It's been three long weeks since I found Clara unconscious. I stayed by her side for the first week finally having to go back to work after that. Thankfully, I am just downstairs so I come see her during breaks always hoping that she will wake up while I was visiting her. I don't want her to be alone in an empty room when she wakes.
I've stayed many nights at the hospital splitting them with Amelia, but sometimes we both stay. We stay up and talk about everything. She is a good friend for Clara and has become a friend to me. We don't talk much about Clara. I don't ask and she doesn't tell. It's not her life to tell about.

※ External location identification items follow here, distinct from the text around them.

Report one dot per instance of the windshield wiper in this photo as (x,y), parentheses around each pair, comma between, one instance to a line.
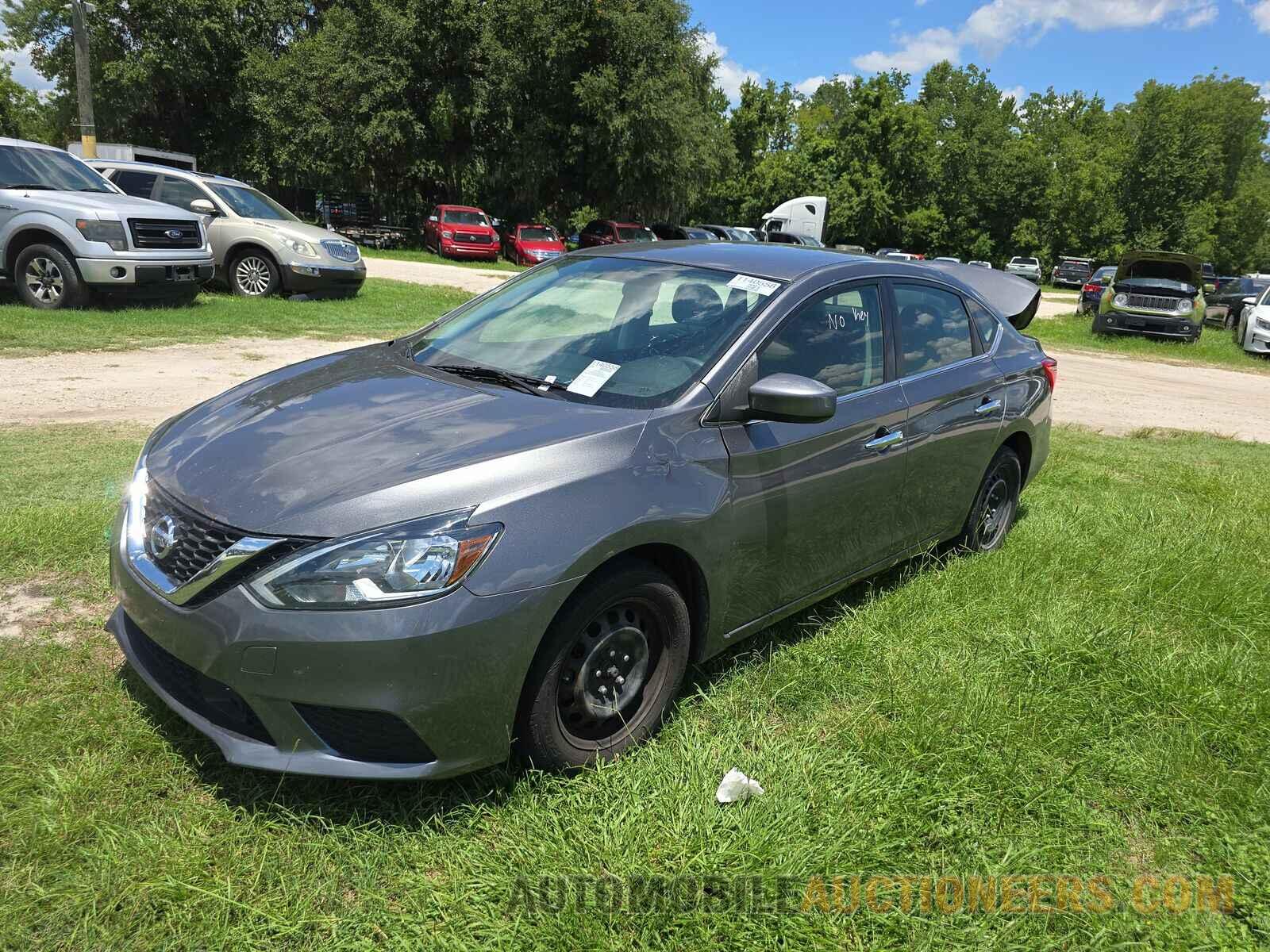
(493,374)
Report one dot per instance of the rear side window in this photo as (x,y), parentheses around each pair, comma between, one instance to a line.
(835,340)
(178,192)
(139,184)
(984,321)
(933,328)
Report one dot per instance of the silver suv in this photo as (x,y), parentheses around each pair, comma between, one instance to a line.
(260,248)
(65,232)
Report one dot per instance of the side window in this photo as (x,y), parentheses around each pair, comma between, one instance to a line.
(835,340)
(933,329)
(984,321)
(139,184)
(178,192)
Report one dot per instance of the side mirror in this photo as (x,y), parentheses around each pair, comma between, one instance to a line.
(787,397)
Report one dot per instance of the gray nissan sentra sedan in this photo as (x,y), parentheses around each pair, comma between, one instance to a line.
(518,526)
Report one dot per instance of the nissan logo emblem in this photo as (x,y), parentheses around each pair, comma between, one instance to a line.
(163,537)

I will wait to get to know Clara when she wakes up, but until then I'll just be content to only know how her heart beats.
I've even met her parents which sounds absurd, but once they found out about Clara they flew in immediately. They only stayed a few days since there wasn't any progress. I call them every night to give them the news that there isn't any news, but we always end up talking about other things. I'm not sure what idea they have about me. They know how we met, but they never question why I stay night after night beside a woman in a coma I barely know.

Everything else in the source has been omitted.